Filip Shiroka (1859-1935) was a classical Rilindja (Renaissance in Albanian) poet whose verse was first to become known in later years. He was born and raised in Shkodër and educated there by the Franciscans. Among his teachers was poet Leonardo De Martino (1830-1923), whose influence is omnipresent in Shiroka's verse. His earliest verse publication, All'Albania, all'armi, all'armi! ("To Albania, to arms, to arms!"), was a rather weak nationalist poem on the defence of Ulcinj, which was written in Italian and printed in the Osservatore Cattolico ("Catholic Observer") of Milan in 1878. Like many Albanian intellectuals of the late nineteenth century, Filip Shiroka spent much of his life in exile. In 1880, after the defeat of the League of Prizren, he emigrated to the Middle East, and settled in Egypt and Lebanon where he worked as an engineer in railway construction.[1]

Shiroka's nationalist, satirical and meditative verse in Albanian was written mostly from 1896 to 1903. It appeared in journals such as Faik Konitza's Albania, the Albanian periodicals published in Egypt, and the Shkodër religious monthly Elçija i Zemers t'Jezu Krisctit ("The Messenger of the Sacred Heart").
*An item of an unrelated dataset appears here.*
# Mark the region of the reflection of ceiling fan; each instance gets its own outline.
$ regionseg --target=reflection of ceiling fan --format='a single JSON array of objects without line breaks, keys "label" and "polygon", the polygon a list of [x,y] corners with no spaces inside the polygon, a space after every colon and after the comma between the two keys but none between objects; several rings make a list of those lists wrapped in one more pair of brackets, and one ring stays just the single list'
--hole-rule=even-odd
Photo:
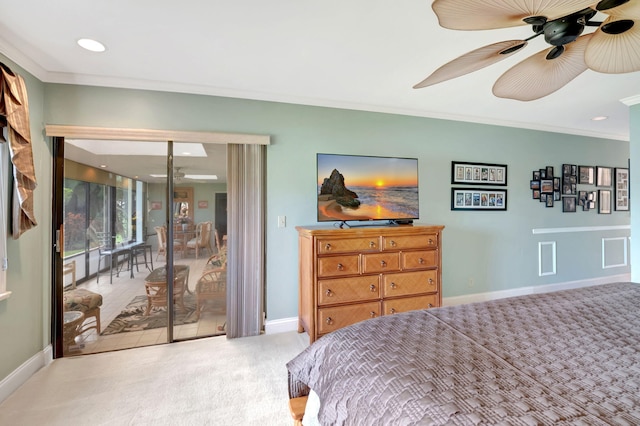
[{"label": "reflection of ceiling fan", "polygon": [[[539,35],[551,45],[516,64],[493,86],[500,98],[531,101],[547,96],[587,69],[602,73],[640,71],[640,0],[435,0],[444,28],[488,30],[531,25],[534,35],[468,52],[435,70],[414,88],[477,71],[520,51]],[[602,12],[604,22],[591,19]],[[581,35],[585,27],[598,27]]]},{"label": "reflection of ceiling fan", "polygon": [[181,181],[185,177],[185,173],[182,171],[182,167],[173,168],[173,180],[176,182]]}]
Shiroka, who also used the pseudonyms Geg Postrippa and Ulqinaku, is the author of at least sixty poems, three short stories, articles and several translations, in particular of religious works for Catholic liturgy. His verse collection, Zâni i zêmrës, Tirana, 1933, ("The voice of the heart"), which was composed at the turn of the century, was published by Ndoc Nikaj two years before Shiroka's death in Beirut.

Filip Shiroka's verse, inspired by early nineteenth-century French and Italian romantic poets such as Alfred de Musset (1810-1857), Alfonse de Lamartine (1790-1869) and Tommaso Grossi (1790-1853) whom he had read as a young man in Shkodër, does not cover any unusual thematic or lexical range, nor is it all of literary quality, though the latter assertion is no doubt valid for most Rilindja poets. Shiroka is remembered as a deeply emotional lyricist, and as one of linguistic purity, who was obsessed with his own fate and that of his distant homeland. Recurrent in his work is the theme of nostalgia for the country of his birth.